The Central Bank of Oman (CBO), in collaboration with 51%-state-owned telecommunications company Omantel, has selected five fintech start-ups, including a Shariah compliant one, to join its six-month accelerator program dedicated to empowering fintech start-ups through mentorship, training, networking and fundraising support.
One of the five start-ups is Shariah compliant, namely Hal Capital, an alternative financing products and services provider to SMEs and individuals. The other four start-ups are buy-now-pay-later platform TasHeel Financial Solutions; Al-Jumaeiah, an application that helps create, manage and organize different Jamaeiahs (groups) on a single platform; Wadiaa, an equity-based crowdfunding and P2P lending solution for start-ups and SMEs; and Zumr Fintech which provides microfinancing opportunities by encouraging the habit of saving.
In addition to receiving free desk space at the Omantel Innovation Labs, selected start-ups will also gain access to a network of over 100,000 investors, corporates and mentors and will be eligible for perks worth over US$250,000 in cloud computing, legal services, accounting and other areas.
The CBO has taken robust steps over the last three years to establish the regulatory framework and develop an ecosystem which is geared toward the growth of the Omani fintech sector.
For instance, the CBO launched its Fintech Regulatory Sandbox Framework in 2020 which is a closed testing environment in which the CBO will grant certain regulatory exemptions for fintech companies to live-test their banking, payments and other innovative financial services solutions on volunteer customers in order to prove their viability.

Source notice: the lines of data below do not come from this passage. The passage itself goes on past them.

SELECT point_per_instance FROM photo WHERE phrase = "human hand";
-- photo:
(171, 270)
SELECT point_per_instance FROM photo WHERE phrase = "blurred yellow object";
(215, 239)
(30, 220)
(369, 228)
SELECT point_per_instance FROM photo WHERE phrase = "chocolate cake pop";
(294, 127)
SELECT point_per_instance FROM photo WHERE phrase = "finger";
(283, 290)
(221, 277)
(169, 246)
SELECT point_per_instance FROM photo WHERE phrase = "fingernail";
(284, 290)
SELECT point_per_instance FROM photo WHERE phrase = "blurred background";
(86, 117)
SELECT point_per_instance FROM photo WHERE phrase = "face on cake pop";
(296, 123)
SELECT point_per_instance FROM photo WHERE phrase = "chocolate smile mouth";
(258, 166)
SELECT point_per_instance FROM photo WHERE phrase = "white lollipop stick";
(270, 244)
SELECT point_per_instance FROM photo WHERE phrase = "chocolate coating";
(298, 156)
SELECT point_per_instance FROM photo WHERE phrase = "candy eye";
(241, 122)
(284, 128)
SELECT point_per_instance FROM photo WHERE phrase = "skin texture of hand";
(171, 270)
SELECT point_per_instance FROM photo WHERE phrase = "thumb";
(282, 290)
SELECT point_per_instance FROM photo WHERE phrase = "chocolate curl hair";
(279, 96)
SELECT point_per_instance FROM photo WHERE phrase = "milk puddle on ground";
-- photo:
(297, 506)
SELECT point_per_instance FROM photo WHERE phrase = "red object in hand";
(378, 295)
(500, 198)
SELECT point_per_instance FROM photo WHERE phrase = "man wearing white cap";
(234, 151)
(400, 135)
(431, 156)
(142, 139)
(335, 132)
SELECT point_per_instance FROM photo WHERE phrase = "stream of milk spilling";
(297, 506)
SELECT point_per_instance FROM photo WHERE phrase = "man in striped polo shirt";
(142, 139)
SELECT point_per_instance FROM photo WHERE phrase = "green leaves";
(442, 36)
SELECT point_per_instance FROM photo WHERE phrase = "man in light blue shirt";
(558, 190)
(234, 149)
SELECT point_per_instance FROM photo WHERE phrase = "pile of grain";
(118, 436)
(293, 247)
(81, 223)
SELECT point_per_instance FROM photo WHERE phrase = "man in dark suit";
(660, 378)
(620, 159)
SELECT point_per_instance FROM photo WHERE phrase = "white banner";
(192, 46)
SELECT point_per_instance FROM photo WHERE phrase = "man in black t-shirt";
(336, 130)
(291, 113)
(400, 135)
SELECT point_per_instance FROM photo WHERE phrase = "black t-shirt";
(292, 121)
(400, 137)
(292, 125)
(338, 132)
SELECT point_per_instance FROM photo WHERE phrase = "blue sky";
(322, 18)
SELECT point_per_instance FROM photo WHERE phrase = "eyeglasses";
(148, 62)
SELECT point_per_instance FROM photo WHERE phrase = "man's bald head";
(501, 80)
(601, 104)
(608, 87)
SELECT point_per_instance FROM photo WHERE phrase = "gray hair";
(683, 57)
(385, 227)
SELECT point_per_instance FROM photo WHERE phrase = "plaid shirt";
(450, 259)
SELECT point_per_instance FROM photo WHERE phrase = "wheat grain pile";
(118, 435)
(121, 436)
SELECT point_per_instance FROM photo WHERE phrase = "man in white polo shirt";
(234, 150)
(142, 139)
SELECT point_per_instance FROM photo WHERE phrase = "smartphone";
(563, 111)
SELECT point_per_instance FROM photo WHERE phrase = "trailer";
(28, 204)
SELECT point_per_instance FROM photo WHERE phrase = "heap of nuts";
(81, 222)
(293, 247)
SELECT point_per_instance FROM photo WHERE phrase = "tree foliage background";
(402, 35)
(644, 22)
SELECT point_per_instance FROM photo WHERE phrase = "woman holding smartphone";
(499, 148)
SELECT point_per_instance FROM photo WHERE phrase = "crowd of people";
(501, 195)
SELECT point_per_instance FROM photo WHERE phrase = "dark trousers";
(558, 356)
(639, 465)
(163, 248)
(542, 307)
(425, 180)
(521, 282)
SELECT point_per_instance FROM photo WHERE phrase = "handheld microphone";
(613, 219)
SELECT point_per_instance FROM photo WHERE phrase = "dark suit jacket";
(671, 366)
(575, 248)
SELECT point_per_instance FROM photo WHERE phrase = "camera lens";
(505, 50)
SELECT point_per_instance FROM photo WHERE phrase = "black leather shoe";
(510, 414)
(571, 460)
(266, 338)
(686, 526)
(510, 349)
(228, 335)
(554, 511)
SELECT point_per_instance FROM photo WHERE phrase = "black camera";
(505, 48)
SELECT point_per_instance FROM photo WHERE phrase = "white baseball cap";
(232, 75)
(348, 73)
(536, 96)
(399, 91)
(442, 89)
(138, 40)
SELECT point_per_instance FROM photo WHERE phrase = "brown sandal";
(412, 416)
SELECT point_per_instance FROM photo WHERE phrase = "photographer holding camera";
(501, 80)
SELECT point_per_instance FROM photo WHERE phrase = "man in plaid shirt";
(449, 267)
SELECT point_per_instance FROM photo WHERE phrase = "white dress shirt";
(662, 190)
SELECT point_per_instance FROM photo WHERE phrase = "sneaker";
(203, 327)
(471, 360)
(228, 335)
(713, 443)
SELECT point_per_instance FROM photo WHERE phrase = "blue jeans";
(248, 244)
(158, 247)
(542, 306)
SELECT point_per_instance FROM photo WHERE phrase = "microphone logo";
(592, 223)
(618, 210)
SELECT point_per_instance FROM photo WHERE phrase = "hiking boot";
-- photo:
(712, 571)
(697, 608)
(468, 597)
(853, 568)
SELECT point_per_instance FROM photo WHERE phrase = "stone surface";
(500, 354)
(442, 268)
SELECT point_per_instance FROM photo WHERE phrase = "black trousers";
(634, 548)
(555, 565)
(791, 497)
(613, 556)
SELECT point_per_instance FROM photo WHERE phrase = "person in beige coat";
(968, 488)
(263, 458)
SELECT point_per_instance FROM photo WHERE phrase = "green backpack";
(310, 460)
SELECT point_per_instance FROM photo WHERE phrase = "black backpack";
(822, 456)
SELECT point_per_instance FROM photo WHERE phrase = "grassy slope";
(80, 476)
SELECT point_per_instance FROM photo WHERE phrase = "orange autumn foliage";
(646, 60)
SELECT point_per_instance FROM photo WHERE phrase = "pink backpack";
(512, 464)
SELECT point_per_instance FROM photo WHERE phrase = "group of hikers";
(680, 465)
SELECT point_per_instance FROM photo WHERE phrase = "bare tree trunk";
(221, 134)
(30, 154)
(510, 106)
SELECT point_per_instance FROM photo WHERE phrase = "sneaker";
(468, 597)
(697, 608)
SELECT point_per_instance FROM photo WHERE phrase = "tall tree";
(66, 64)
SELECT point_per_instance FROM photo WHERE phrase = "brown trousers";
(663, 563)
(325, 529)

Another key piece of legislation playing its role in promoting fintech in Oman is the Oman Capital Market Authority (CMA)’s crowdfunding regulations promulgated in 2021. In March 2022, the CMA approved the licensing of the first Islamic global crowdfunding platform in the country to Ethis Investment Platform.
Besides that, Oman’s first Islamic bank, Bank Nizwa, announced its partnership earlier last month with Islamic fintech firm IFIN to introduce an instant digital Shariah compliant goods financing product.
Beyond Oman, regulatory sandboxes are becoming part of a common trend in fintech ecosystems in the Middle East, particularly in the GCC. For instance, Abu Dhabi Global Market announced the first regulatory sandbox in the MENA region, ADGM RegLab, in November 2016. The following year, both the Dubai Financial Services Authority and the Central Bank of Bahrain created their own regulatory sandboxes.
In Saudi Arabia, Saudi Central Bank (SAMA) launched the regulatory sandbox in 2018 which has been an active one since. As of October 2022, 42 fintech firms have been permitted to operate under the framework. Of those, 15 have graduated by obtaining full authorizations and were licensed by SAMA.
Other countries in the MENA region, including Kuwait, Qatar, Jordan, Tunisia and Egypt, have also launched their respective regulatory sandbox to support the growth of the fintech sector.